Irenaeus was born 130 AD. Was John even alive at the time he was born?
There are some that believe that John is alive today. Unable to credit, but they believe that, If they find him, we could ask him.
But the knowledge of the time would common in the early church, and it is only preterists that need to push an early date for Revelation. Remember that modern preterism is an invention of the Jesuits. Why did the Jesuits do that? The same reason they invented futurism, to counter the true teaching that the pope is antichrist and the RCC is the Babylonian harlot.
An interesting part of a book by hyper dispensationalist Clarence Larking in his book
Dispensational Truth, reads:
The
“Preterist School” originated with the Jesuit Alcazar. His view was first put forth as a complete scheme in his work on the Apocalypse, published in A.D.1614. It limits the scope of the apocalypse to the events of the Apostle John’s life, and affirms that the whole prophecy was fulfilled in the destruction of Jerusalem by Titus and the subsequent fall of the persecuting Roman Empire, thus making the Emperor Nero the “Antichrist.”

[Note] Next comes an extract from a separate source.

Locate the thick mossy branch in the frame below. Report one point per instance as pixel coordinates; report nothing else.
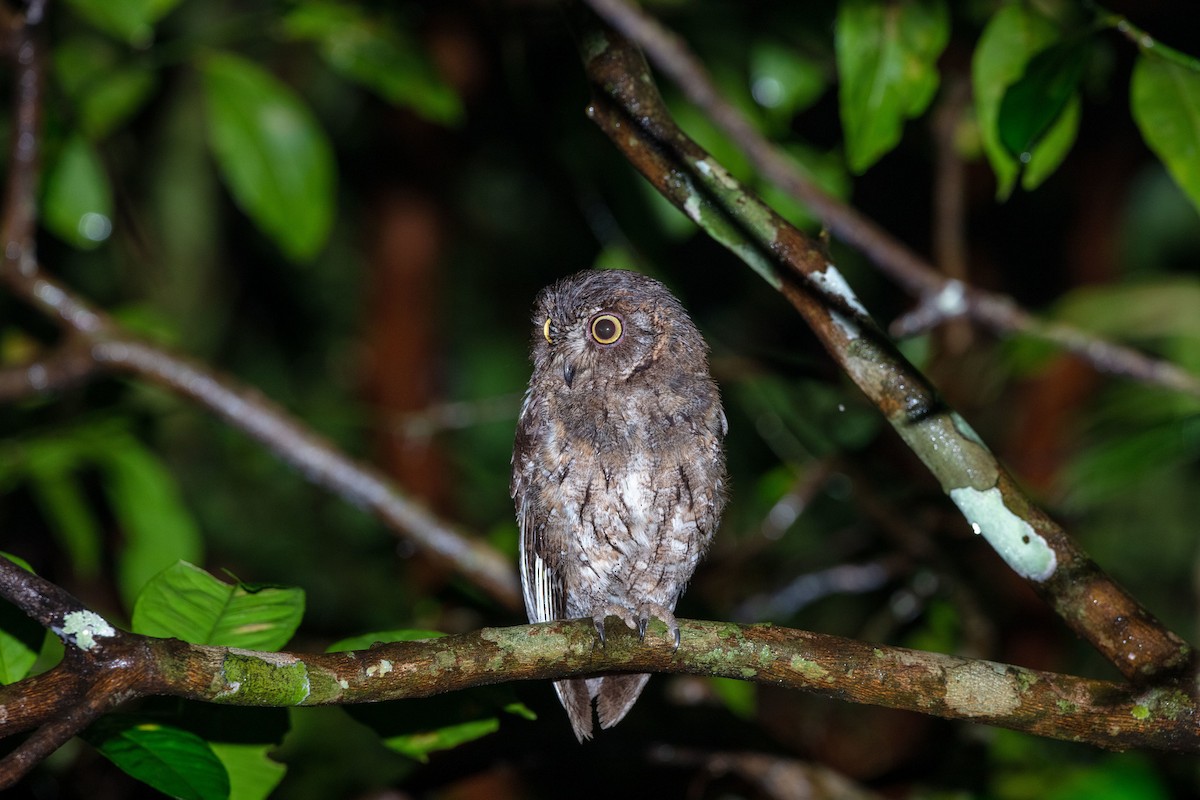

The purpose of the scheme was transparent, it was to relieve the Papal Church from the stigma of being called the “Harlot Church” and the Pope from being called the Antichrist…”
The
“Historical School”. . . interprets the Apocalypse as a series of prophecies predicting the events that were to happen in the world and in the Church from John’s day to the end of time. The advocates of the School interpret the symbols of the Book of Revelation as referring to certain historical events that have and are happening in the world. They claim that “Antichrist” is a “System” rather than a “Person,” and is represented by the Harlot Church of Rome. They interpret the “Time Element” in the Book on the “Year Day Scale.”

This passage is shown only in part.